- Born: 20 January 1921 São Tomé
- Died: 1963 (aged 41–42) Lisbon, Portugal
- Occupations: geographer, poet

= Francisco José Tenreiro =

Francisco José Tenreiro (20 January 1921 – 1963) was a São Toméan geographer and poet who lived during the colonial era. He was taught at the Overseas Political and Social Sciences Institute, now known as the Instituto Superior de Ciências Sociais e Políticas (ISCSP, High Science and Politics Institute) of the University of Lisbon.

==Biography==
In his teenage years, he was one of the founders of the Cape Verdean review Claridade journal which was founded in 1936 alongside Cape Verdeans Manuel Lopes, Baltasar Lopes da Silva, Manuel Ferreira, António Aurélio Gonçalves, Jorge Barbosa and Daniel Filipe. The journal was related to nationalism and opposition of colonial rule.

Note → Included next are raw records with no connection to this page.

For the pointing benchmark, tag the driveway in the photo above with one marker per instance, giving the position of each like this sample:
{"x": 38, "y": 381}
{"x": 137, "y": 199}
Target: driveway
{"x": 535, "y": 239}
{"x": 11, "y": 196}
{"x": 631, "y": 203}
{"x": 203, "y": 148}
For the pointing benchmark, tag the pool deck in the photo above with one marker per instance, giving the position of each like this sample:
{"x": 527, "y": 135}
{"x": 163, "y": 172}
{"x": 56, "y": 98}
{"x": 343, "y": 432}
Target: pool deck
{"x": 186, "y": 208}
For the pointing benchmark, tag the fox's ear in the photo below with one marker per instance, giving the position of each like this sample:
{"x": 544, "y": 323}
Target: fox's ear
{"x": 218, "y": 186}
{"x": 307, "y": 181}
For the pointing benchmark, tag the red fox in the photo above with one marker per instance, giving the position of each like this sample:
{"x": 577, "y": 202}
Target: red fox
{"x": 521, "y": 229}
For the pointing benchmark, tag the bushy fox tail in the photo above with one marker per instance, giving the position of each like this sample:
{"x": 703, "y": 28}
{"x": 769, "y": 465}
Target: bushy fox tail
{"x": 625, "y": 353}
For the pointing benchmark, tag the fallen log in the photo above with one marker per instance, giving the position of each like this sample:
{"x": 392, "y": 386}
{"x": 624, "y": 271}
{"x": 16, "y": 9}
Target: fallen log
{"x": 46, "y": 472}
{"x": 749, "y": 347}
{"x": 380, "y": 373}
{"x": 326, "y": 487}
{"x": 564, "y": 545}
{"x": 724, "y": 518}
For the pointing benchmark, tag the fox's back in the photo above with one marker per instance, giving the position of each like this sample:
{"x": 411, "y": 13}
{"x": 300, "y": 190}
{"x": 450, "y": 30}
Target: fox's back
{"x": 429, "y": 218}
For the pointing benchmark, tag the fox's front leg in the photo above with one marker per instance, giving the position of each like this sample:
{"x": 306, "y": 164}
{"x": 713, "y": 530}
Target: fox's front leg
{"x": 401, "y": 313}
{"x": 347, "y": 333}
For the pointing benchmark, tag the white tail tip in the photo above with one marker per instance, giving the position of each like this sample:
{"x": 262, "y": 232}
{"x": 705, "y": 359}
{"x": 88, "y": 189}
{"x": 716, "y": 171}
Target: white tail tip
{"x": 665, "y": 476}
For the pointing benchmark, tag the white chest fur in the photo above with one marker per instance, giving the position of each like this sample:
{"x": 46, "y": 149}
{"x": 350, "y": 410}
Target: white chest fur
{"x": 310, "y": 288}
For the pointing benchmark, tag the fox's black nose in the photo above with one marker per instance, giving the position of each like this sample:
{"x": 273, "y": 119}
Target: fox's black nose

He was alumnus of the geographer Orlando Ribeiro when he was at Escola Superior Colonial (High Colonial Studies), where he studied geography, he also stimulated for making a doctorate thesis on Tenreiro's native island. He also studied in London and later Instituto Superior de Ciências Sociais e Política Ultramarina (High Institute of Overseas Social Sciences and Politics) in Lisbon and was promoted as philosopher in 1961 at the Faculty of the University of Lisbon. He was later a docent there.

He published several essays and were featured in newspapers and reviews. The main subject was the blacks suffering during colonial rule and the problems of the black diaspora in Portugal and around the world. Even in problems with African-Americans, he inspired the poem Blues Fragment (Fragmento do Blues) dedicated to Langston Hughes. His famous poem was Negro de todo o mundo (Blacks From All the World).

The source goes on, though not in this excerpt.